CAMERON, JULIA MARGARET


Meaning of CAMERON, JULIA MARGARET in English

born June 11, 1815, Calcutta died Jan. 26, 1879, Kalutara, Ceylon British photographer, considered one of the greatest portrait photographers of the 19th century. In 1848, she moved to England with her husband, a retired colonial official, and her family, settling in 1860 on the Isle of Wight to be near the poet Alfred Lord Tennyson. Around 1863, she received a camera as a gift. She converted a chicken coop into a studio and a coal bin into a darkroom and began making portraits. Among her sitters were her friends the poets Tennyson and Henry Wadsworth Longfellow, the astronomer Sir John Herschel, the writer Thomas Carlyle, and the scientist Charles Darwin. Especially noteworthy are her sensitive renderings of female beauty, as in the portraits Ellen Terry (1864) and Mrs. Herbert Duckworth (1867). Like many Victorian photographers, Mrs. Cameron made allegorical and illustrative studio photographs in imitation of the popular Romantic and Pre-Raphaelite paintings of the day. At Tennyson's request, she illustrated his Idylls of the King with her photographs. These photographs show the influence of the painter George Frederic Watts, her friend and mentor for more than 20 years. Mrs.
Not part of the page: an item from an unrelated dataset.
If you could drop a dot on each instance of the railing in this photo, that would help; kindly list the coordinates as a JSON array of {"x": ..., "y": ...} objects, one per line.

Cameron was often criticized for poor technique. Some of her pictures are out of focus, her plates are sometimes cracked and often display her fingerprints. But in her portraits, she was interested in spiritual depth, not technical perfection, and they are considered among the finest in the medium. In 1875, she and her husband left for Ceylon. Nearly destitute, they took with them a cow, Mrs. Cameron's photographic equipment, and two coffins, in case they should not be available in the East. She continued to photograph and, according to legend, her dying word was Beautiful!